Employees who have opted to accept voluntary separation packages (VSEPs) at the Grand Lucayan resort in Freeport, Grand Bahama, could receive those separation offers before Christmas, Minister of Labour Dion Foulkes said yesterday.
He said the resort’s board wants to complete that process as soon as possible.
“We are hopeful that both unions and the new board at Our Lucaya… would be able to come to a settlement so that those persons who want to leave the hotel — managers who want to leave, can leave and leave with their severance package. Those in the line staff union; those persons can also leave, and leave with their severance packages. We want to get this done before Christmas so those persons who are leaving will have their checks.”
In October, Michael Scott, the chairman of the government’s special purpose vehicle (SPV), estimated it will cost the government over $3 million to finance the VSEP offers.
The SPV, Lucayan Renewal Holdings, was set up to hold the assets and manage the process of the resale.
Around 150 employees have opted to accept packages — 60 managers and around 90 line-staff employees.
Scott told The Tribune earlier this month that the unions representing employees at the resort requested payouts that exceeded the resort’s offer by $4.6 million.
He said the Bahamas Hotel Managerial Association, which represents middle management, demanded $5.4 million in payouts for its members.
He said this doubled the $2.7 million offered by the resort’s board.
As it relates to the Commonwealth Union of Hotel Services and Allied Workers Union, which represents line staff, Scott said it requested over $3 million — nearly triple the resort’s $1.1 million offer.
The government purchased the resort for $65 million, with $30 million paid up front.
It borrowed the balance from the former owners, which will be a government-guaranteed mortgage paid over three and a half years.
As part of the purchase agreement, the government paid Hutchinson Lucaya Limited (HLL) and Bahama Reef Limited $1.5 million as a subsidy for operational losses while keeping the Lighthouse Pointe open during the completion of the purchase.
Breaker’s Cay and Memories remain closed.
It would cost the government around $39 million to renovate the resort’s properties – Lighthouse Pointe, Memories and Breaker’s Cay – according to Deputy Prime Minister Peter Turnquest.
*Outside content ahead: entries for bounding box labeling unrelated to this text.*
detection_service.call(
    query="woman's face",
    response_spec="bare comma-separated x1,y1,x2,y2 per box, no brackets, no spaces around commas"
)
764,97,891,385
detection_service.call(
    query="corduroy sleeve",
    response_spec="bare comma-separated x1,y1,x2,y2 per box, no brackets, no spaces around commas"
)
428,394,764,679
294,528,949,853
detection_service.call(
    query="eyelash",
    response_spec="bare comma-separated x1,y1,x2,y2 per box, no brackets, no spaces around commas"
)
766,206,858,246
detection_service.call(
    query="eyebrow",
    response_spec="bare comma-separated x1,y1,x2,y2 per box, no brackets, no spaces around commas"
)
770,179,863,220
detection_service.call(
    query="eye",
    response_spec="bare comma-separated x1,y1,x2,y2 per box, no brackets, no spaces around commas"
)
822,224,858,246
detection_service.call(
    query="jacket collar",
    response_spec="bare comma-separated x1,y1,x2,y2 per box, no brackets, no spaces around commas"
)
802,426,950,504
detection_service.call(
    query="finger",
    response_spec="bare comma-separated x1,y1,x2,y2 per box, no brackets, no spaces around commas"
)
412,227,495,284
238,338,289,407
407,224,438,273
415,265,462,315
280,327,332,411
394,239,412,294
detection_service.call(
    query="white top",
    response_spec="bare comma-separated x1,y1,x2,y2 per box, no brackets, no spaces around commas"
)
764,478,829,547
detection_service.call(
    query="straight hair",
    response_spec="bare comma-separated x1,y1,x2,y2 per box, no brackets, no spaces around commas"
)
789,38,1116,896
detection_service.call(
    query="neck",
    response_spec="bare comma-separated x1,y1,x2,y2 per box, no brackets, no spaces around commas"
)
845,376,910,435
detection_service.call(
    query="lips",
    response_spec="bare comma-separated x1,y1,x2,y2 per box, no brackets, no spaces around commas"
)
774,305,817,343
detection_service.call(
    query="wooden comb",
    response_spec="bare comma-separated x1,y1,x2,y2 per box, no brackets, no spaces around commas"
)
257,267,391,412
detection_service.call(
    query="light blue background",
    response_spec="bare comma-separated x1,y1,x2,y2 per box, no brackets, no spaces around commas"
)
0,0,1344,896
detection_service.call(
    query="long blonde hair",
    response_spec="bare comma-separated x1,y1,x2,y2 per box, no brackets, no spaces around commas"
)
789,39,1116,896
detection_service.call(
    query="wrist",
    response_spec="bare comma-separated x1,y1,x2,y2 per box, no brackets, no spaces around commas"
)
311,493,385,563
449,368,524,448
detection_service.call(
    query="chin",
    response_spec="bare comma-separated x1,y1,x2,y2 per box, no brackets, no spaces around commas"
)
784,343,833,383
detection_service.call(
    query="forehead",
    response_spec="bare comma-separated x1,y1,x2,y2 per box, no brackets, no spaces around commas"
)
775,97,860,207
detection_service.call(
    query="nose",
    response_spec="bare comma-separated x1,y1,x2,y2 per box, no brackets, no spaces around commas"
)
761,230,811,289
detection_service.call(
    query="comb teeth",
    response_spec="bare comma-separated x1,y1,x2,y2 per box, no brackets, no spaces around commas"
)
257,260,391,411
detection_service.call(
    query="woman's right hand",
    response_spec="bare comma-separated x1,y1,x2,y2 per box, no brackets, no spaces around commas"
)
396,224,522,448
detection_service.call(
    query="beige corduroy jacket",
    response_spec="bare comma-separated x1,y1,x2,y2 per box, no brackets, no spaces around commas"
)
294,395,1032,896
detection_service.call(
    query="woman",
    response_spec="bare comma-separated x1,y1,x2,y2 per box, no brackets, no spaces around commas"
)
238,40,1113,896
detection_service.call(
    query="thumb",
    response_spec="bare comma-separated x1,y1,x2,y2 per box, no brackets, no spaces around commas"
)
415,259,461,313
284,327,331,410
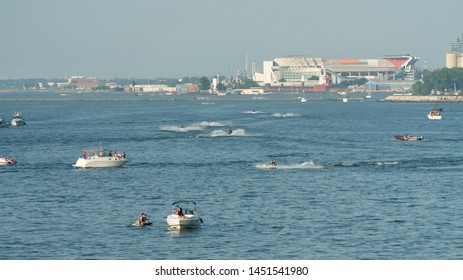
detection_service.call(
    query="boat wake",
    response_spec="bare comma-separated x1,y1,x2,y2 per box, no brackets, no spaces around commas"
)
244,110,264,114
272,113,299,118
199,121,225,127
255,161,324,170
159,124,204,132
207,128,249,137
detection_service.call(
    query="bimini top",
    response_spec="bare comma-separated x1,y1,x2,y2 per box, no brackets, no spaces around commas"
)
172,200,196,205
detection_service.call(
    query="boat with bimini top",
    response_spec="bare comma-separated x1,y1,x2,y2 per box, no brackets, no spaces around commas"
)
73,148,128,168
428,106,442,120
11,112,26,126
0,117,11,128
0,157,17,165
166,200,203,229
394,134,424,141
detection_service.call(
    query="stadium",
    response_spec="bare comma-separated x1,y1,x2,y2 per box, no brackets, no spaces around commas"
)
252,54,419,87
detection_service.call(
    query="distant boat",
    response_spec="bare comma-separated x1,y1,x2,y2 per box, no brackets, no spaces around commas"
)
301,92,307,103
0,157,16,165
11,112,26,126
428,106,442,120
166,200,203,229
73,148,128,168
0,118,11,128
394,134,424,141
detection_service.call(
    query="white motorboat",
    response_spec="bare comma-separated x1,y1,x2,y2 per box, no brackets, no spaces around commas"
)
428,106,442,120
73,149,128,168
0,118,11,128
0,157,16,165
11,112,26,126
166,200,203,229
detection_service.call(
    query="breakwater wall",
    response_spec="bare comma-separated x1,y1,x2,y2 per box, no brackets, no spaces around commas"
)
378,95,463,103
0,97,366,102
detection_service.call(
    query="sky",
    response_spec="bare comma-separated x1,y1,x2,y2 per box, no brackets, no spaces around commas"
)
0,0,463,79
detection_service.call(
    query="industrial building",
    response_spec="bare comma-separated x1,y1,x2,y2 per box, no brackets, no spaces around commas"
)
445,34,463,68
252,54,419,86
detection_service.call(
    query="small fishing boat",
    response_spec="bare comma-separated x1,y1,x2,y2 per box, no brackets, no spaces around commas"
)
0,118,11,128
394,134,424,141
73,148,129,168
267,158,277,169
0,157,17,165
11,112,26,126
428,106,442,120
166,200,203,229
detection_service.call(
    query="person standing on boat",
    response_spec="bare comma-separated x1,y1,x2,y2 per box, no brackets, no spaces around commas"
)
175,205,185,217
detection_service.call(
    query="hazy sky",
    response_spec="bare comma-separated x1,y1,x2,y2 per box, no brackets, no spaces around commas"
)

Last Friday, the government revealed it will invest another $3.5 million in renovating the resort to maximize the property’s earning potential as tourists flock to The Bahamas for the holidays.
This week, Minister of Tourism Dionisio D’Aguilar said the government expects the resort to be sold by the second quarter of next year.
Scott had originally projected it would take six months to resell the resort following the September purchase.
The sale was expected on September 11.
According to officials, there has been two dozen written expressions of interest from potential buyers.
Yesterday, Foulkes dismissed suggestions from the opposition that the government’s projected resale timeframe is misleading.
He said there are “serious contenders”, including entities involved in the hotel industry and airline industry which have sent “serious proposals to the government”.
The government has said it purchased the resort to protect the economy of Grand Bahama and the national interest of Bahamians.